The third ground of the amendment to the motion for a new trial complains of the verdict which was directed, as being contrary to law and the evidence; and also assigns as error that any verdict was directed. We shall treat both branches of the assignment of error together’; for, after careful and painstaking consideration of the voluminious record in this case, we are satisfied that the learned trial judge erred in directing the verdict rendered; and we are also of the opinion that there are various conflicts in the evidence (and especially the various issues of fact involving the question of contribution) which should have been submitted to a jury.
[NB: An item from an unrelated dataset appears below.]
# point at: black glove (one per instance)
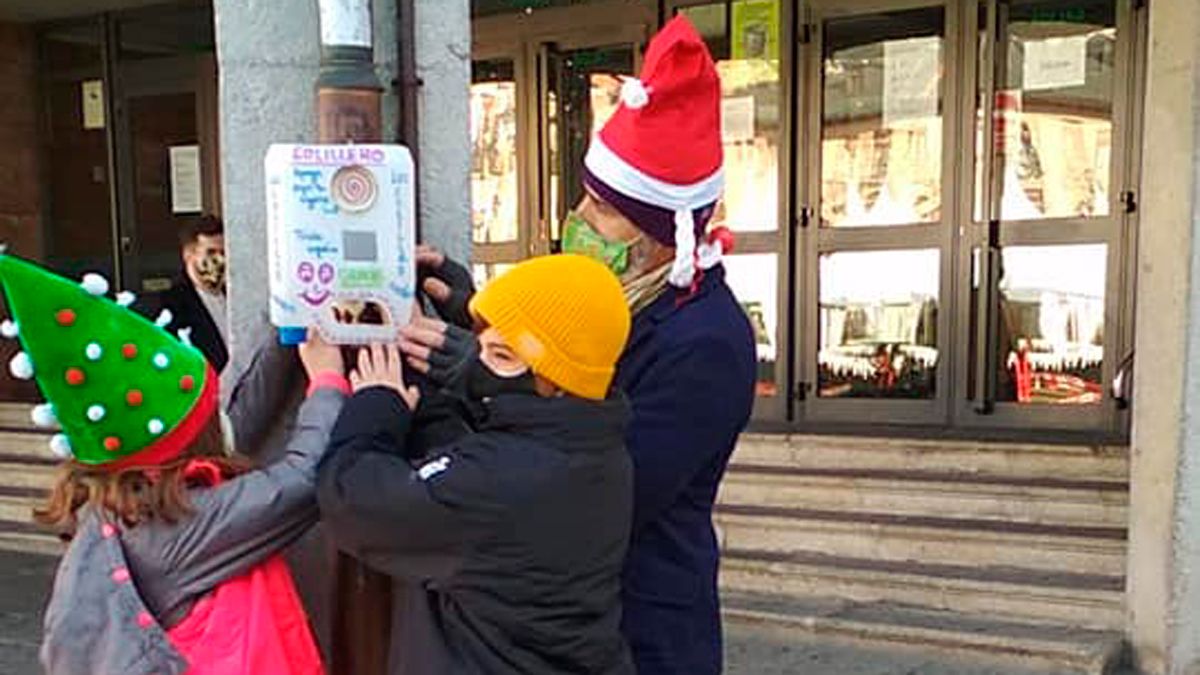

We may say in passing that this case presents two peculiar features. In the first place, the record discloses such'a notable *834disregard of the testator’s will and the substitution therefor of the wishes of the executor as can scarcely be paralleled in the history of jurisprudence; and in the second place the case is also peculiar in that counsel for neither party has cited us to a single statute, or to the reports of any State to aid us in this decision. Both rely upon the presumption (ofttimes ill-founded, I fear) that the judge, as well as the public generally, knows all the law. Thus, while this court is on trial to preserve this traditional presumption, yet the task is not hopeless, because, as once remarked by Judge Bleckley, happily, we are legally infallible. Ellison v. Georgia R. Co., 88 Ga. 691, 696 (13 S. E. 809).

We think that the direction of the verdict (in addition to other reasons which might be stated) was error, (a) because it is contrary to law, in that under the pleadings and the evidence in the case the v.erdict rendered was not demanded; (b) because under the evidence the deed from Missouri A. Thompson to the executor, in so far as it purported to convey to him 37 acres of land in lot number 28 in the 8th district and 5th section of Haralson county for his individual use and benefit, must be avoided; (c) because, under the pleading and evidence in the case and the prayer for an accounting, not only must the value of the testator’s land as a whole be ascertained, 'but the separate value of each particular tract, as these tracts are held by different parties, must also be determined, as well as the rental value of the cultivatable land in each separate tract for each year subsequent to the death of the testator. Judgment reversed.

All the Justices concur. Atkinson, J., concurs in the result.